Wednesday, October 9, 2013

Mourning the Loss of a Long Time Friend

Today marks one of the worst days of my life. I lost a long time friend. I knew this girl since second grade. Then I transferred to another school and wouldn't meet her again til 5 years later. I don't even think she remembered that time but that's inconsequential. Counting all the years I knew her, first grade, and then 7-12th grade, and then 3 years in college, I would say that's about a little 9 years. Flash forward today. I got an Illini alert this morning at around 11 AM. Lincoln Ave in Urbana between Nevada and Pennsylvania were closed due to an accident investigation. At first I thought this text meant nothing, nothing to do with me, just another minor accident. I could not be more wrong. I went through the day like normal. Until I got home. I was just relaxing and playing GTA V until one roommate of mine got a phone call. At first I couldn't tell if he was laughing or crying as he kept saying what in a surprised voice. Later he came down and stammered in a panic that "Mimi died in an car accident today".  I couldn't believe my ears at first. I thought this was a sick joke or a nightmare. I would punch my self, wake up and everything would be fine. But that dreaded feeling crept up on me and every second felt like eternity. I got a drink and something to smoke. It dawned on me that he was telling the truth but my head would not connect the dots. Maybe its a defense mechanism against very shocking news, i was in denial.  Drinking didn't help, smoking didn't help. I was trying to shield myself from such horrible news.

Later we drove to some friends house as we heard there was a meeting. Then we were told those friends went to the victim's apartment and that her parents where there. We went up to meet them and they told us even they didn't not have all the details and would have to contact a funeral home that was close to us back in Chicago for further arrangements.
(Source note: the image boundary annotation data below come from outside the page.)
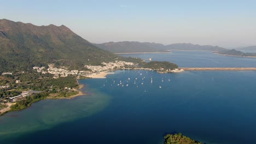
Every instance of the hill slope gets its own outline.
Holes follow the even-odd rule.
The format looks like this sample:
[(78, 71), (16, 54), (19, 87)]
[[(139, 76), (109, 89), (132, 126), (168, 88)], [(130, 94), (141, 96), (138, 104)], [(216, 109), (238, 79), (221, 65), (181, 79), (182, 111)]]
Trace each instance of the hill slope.
[(170, 50), (205, 50), (212, 51), (225, 51), (226, 49), (219, 46), (199, 45), (192, 44), (173, 44), (164, 45), (154, 43), (139, 43), (137, 41), (109, 42), (96, 46), (114, 53), (166, 52)]
[(63, 25), (37, 26), (6, 19), (0, 20), (0, 63), (20, 67), (53, 61), (98, 63), (116, 57)]
[(95, 44), (103, 50), (114, 53), (143, 52), (162, 51), (164, 45), (154, 43), (139, 43), (138, 41), (109, 42)]
[(219, 53), (221, 55), (235, 56), (256, 57), (256, 53), (243, 52), (240, 51), (237, 51), (235, 49), (219, 52)]
[(256, 51), (256, 45), (249, 46), (238, 49), (239, 50)]

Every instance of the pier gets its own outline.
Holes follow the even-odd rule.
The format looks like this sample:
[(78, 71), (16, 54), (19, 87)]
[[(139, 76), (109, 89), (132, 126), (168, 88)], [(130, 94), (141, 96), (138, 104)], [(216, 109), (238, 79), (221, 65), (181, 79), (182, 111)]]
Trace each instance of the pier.
[(256, 70), (256, 68), (181, 68), (184, 70)]

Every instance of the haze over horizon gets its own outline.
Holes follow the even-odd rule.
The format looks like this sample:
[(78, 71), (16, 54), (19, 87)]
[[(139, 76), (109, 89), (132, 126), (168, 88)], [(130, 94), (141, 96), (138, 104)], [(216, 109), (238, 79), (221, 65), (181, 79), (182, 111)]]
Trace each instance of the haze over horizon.
[(256, 45), (254, 1), (47, 0), (39, 4), (11, 0), (2, 5), (1, 19), (37, 26), (64, 25), (94, 43)]

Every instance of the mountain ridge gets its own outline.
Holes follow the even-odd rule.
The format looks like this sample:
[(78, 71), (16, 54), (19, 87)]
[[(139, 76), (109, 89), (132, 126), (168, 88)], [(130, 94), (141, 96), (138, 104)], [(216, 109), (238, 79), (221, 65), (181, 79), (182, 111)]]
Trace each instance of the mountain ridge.
[(177, 43), (170, 45), (150, 43), (123, 41), (94, 44), (96, 46), (113, 53), (167, 52), (171, 50), (226, 51), (227, 49), (218, 46), (200, 45), (191, 43)]
[(37, 26), (7, 19), (0, 20), (0, 50), (3, 62), (20, 68), (60, 61), (70, 64), (98, 64), (118, 57), (63, 25)]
Mimi was stuck by a pick up truck. The driver had no insurance and was said to have succumbed to diabetic shock when the incident happened. The coroner wont release details until 24 hours after the incident so we are still left in the dark as to what exactly happened to her.
 Leaving the grotesqueness of this accident, after hearing of her passing earlier tonight, all of her friends including me took to social media to mourn her passing. But no matter how many pictures we post, she is gone. She will never return. Every friend she had had different memories of her and with her. Yet we cannot fathom the loss, the pain, the regret her family feels. I saw Mimi's family today. Her mother's eyes were red from crying but when we saw her, she was a strong woman. She did not cry. Her dad did not cry. Her little sister did not cry. But behind those strong facades, I knew exactly how they must have felt. Mimi's parents must have lost sleep, and shed sweat and tears to raise her. Mimi was only 20 and a half years old and God took Mimi away from her parents. From us. Parents should never have to bury their children. As a Christian, I don't even know what to believe. I think this is extremely unfair to her parents and us as her friends. She was a young woman in her college days, learning more about the world and she probably had a very bright future ahead of her. Yet it was cut short by a careless and reckless driver.
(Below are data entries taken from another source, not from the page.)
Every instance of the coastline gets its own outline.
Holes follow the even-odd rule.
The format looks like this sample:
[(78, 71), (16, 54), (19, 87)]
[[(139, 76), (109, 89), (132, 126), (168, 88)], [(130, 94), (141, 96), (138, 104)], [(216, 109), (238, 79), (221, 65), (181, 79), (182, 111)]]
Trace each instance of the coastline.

I loved Mimi, I really did. I confessed to her many time throughout high school and once during college. But that was a love unrequited. She told me there were better girls out there for me and wanted to stay just friends. I understood. But time and time again, of all the girls I had a crush on, I came back to her numerous times and numerous times I was rejected. I became resentful at times, and jealous. But I realized we could never be anything more than friends. Now I cannot apologize enough for the times I hurt her, said mean things or put her in an awkward position. As they say You never know the true value of someone or something til their gone. I miss our friend ship. I took her for granted, I miss the times we had together, the good, the bad, the happy and the sad. I miss her smile, playfulness, jokes, and our conversation. Not to sound like a creep but I also miss her long flowing hair, the sweet smell of her fragrance. The warmth of her embrace. I'm still in such shock that I cannot cry. Because I also cannot fathom how a wonderful person like her had to have her life taken away.
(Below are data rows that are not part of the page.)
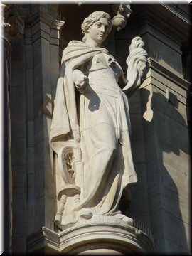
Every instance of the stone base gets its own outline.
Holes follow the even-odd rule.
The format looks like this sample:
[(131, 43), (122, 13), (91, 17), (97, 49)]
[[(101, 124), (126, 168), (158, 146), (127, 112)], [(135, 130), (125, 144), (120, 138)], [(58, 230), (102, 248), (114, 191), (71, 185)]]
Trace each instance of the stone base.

Just the other day she Snapchatted me and sent me a picture of her medicine and a bag of halls. She said she was sick and i was concerned so I told her get well soon. Today I went to visit her room and saw the exact meds that she sent me pictures of . Only now Mimi isn't there to joke about those things and she is no longer with us. As a Christian, I am having very conflicting thoughts. Why GOD? Why would you take away an innocent young woman with so much potential? I don't even think prayer can answer my questions but I am going to pray for her family. They need as much support as they can get. More than we can ever give, so much more than we ever need.

#RIP Mimi, I loved you and always will. I hope you are in a better place now and will watch over us. Just so you know, this isn't a goodbye, its a see you later.

And as John 14:1-4 says : “Let not your hearts be troubled. Believe in God; believe also in me. In my Father’s house are many rooms. If it were not so, would I have told you that I go to prepare a place for you? And if I go and prepare a place for you, I will come again and will take you to myself, that where I am you may be also. And you know the way to where I am going.”

As for now, time seemed to have stopped. I am still in denial.  But one thing I do know for sure. Tell your close friends and family you love them. Hug them. Be genuine. And never take anything for granted. Cuz you never know what you have lost til its gone.